Written by Liana de Camargo Leão, Universidade Federal do Paraná (UFPR)
Brazil speaks the language of Prospero, but speaks it with a difference; or rather, with many differences. Since the beginning of the nineteenth century, Brazilians have been able to attend performances of Shakespeare’s plays produced either by European theatrical companies visiting Rio de Janeiro and São Paulo on their way to Buenos Aires and New York, or by the founder of Brazilian theater, the great actor João Caetano (1808-863); in both cases, however, the texts performed were melodramatic adaptations of Shakespeare by Jean-François Ducis (1733-1816), Alfred de Vigny (1797-1863) and Albois.
A hundred years later, the scene has completely changed: Shakespeare is performed throughout Brazil by Brazilian troupes; the text has been translated from the English original, without the mediation of French culture which dominated 19th C Brazilian culture.
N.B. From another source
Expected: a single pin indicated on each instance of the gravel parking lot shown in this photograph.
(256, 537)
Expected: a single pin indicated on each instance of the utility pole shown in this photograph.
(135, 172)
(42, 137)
Recent theatrical productions are unique because they are not afeard to transpose the text to their own cultural realities, appropriating Shakespeare, mixing the plays with Brazilian matter, coloring them with sounds and sweet airs that give delight and hurt not. The voices of the schools of samba, of the circus, of street theater, the harsh reality of the favelas, the twangling berimbaus and the martial dance of the capoeira from Bahia, the traditional culture of Minas Gerais, are among the many riches ready to drop new accents upon the plays. However, as Brazil is a country of continental size, Shakespeare can and is often recreated in such diverse ways that it becomes almost impossible to establish what a Brazilian Shakespeare would be.